Em estudo recente divulgado pelo Portal da Indústria, o Índice de Desempenho das Indústrias de Pequeno Porte registrou uma pontuação de 44,8 para o segundo trimestre de 2023. Esse resultado pode ser considerado favorável em comparação com a média do segundo trimestre, que foi de 42,5 pontos, e até mesmo em relação à média histórica, que atingiu 43,8 pontos.

Apesar de uma queda de 3,5 pontos em abril em comparação com março, um fenômeno comum para esse período, o índice mostrou uma recuperação ao longo do restante do trimestre, com melhorias significativas de abril para maio (+2,4 pontos) e de maio para junho (+0,4 ponto). Como resultado, o índice encerrou o trimestre com um total de 45,9 pontos.

Ainda sobre o estudo publicado, o Índice de Situação Financeira das pequenas indústrias, que é calculado levando em consideração a margem de lucro operacional, a saúde financeira e o acesso ao crédito, apresentou um aumento de 2,0 pontos durante o segundo trimestre de 2023, alcançando a marca de 41,3 pontos.

Essa elevação representa uma recuperação parcial após a queda observada no primeiro trimestre de 2023, quando o índice registrou uma diminuição de 3,7 pontos, caindo de 43,0 pontos no último trimestre de 2022 para 39,3 pontos.
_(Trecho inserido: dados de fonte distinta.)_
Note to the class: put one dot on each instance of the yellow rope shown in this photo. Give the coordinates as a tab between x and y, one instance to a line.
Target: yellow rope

Mesmo assim, é importante notar que o índice permanece acima da média para o segundo trimestre de cada ano, que é de 37,6 pontos, e também supera a média histórica de 38,2 pontos, indicando uma melhora nas condições financeiras das pequenas indústrias.

José Antônio Valente, diretor da empresa de locação de equipamentos para construção civil Trans Obra afirmou que o aumento do Índice de Desempenho das Indústrias de Pequeno Porte para 44,8 pontos pode indicar uma melhora também no setor da construção civil, já que este segmento faz parte da análise para o cálculo da média ponderada que mede os resultados informados no documento publicado. “Todo o setor da indústria de máquinas e equipamentos deve ficar atento aos resultados informados, pois isso pode indicar uma crescente na receita das empresas do ramo.

Ainda no relatório publicado, os empresários de pequeno porte destacaram que a carga tributária elevada foi um dos principais desafios enfrentados pela indústria de transformação, com um total de 41,6% das respostas assinalando essa questão. No segmento da indústria da construção, a carga tributária ocupou a terceira posição, representando 26,0%, após um notável aumento de 6,9 pontos percentuais (p.p.) ao longo do trimestre. Essa tendência reflete a constante preocupação com a carga tributária entre as pequenas indústrias.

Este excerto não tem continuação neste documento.